According to Morrisey, BCBS actuaries now have data on actual exchange enrollees in the first two years of the exchange’s operation. It would appear that the exchange enrollees have substantially higher use of health services than BCBS anticipated. “As a consequence, they have proposed substantially higher premiums,” Morrisey said.

Further reasons for the increase could include BCBS’s withdrawal of Preferred Provider Organization (PPO) plans from the ACA market. PPO plans allow you to visit any in-network physician or healthcare provider you wish without first requiring a referral from a primary care physician. BCBS now only offers HMO plans—where you must choose a primary care physician from a network of local healthcare providers for referral to specialists—through the exchange.

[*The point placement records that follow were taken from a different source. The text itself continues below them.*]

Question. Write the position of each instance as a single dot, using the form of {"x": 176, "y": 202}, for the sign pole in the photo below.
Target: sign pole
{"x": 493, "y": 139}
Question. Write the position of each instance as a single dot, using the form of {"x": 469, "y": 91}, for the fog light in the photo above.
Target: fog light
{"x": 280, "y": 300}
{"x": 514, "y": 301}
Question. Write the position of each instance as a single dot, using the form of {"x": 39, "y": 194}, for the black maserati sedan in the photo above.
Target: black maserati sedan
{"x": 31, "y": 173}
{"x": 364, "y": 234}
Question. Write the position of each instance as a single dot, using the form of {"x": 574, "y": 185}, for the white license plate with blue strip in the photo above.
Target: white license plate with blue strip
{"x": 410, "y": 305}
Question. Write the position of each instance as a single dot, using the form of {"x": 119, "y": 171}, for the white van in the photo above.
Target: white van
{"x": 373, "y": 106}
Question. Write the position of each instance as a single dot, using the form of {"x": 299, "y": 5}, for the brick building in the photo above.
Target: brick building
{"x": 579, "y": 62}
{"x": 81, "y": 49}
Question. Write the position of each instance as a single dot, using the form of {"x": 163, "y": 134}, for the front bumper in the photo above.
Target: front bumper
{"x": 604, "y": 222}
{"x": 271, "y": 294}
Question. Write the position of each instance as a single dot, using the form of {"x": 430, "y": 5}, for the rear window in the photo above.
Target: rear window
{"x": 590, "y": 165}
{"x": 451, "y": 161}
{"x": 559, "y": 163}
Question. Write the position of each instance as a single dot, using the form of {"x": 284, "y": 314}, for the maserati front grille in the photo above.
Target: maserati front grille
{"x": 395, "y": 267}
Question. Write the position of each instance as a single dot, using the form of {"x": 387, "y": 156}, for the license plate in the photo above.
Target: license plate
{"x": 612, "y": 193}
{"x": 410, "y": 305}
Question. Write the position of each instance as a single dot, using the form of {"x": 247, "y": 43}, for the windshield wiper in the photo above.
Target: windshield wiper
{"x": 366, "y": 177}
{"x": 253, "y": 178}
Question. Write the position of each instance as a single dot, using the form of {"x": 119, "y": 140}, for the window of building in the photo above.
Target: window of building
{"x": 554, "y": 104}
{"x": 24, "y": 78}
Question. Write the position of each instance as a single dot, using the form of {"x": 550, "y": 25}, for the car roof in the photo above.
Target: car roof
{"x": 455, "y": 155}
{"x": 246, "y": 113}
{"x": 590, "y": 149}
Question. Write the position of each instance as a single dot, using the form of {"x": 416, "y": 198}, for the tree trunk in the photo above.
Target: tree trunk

“HMOs tend to have smaller panels of hospitals and physicians participating in the plan,” Morissey said. “Typically, the more limited set of providers are willing to accept lower prices for health care services in exchange for a greater volume of patients. It would seem that BCBS discovered the lower provider prices have not been enough to offset the effects of higher utilization of services.”

Preliminary Texas research suggests that after the first year of exchange operation, other carriers have been more aggressive in lowering their premiums relative to BCBS—particularly in the HMO segment of coverage.

“Carrier and plan specific enrollment data are not publicly available, so we don’t know how successful these actions have been in drawing enrollment away from BCBS,” Morrisey said. “However, if other carriers are less aggressive in raising their premiums, 2017 could be a year in which there is a large shifting of coverage from BCBS to other carriers, at least in urban Texas markets where the other carriers offer coverage.”

The BCBS announcement comes on the heels of UnitedHealth’s scale back from the ACA marketplace in several states.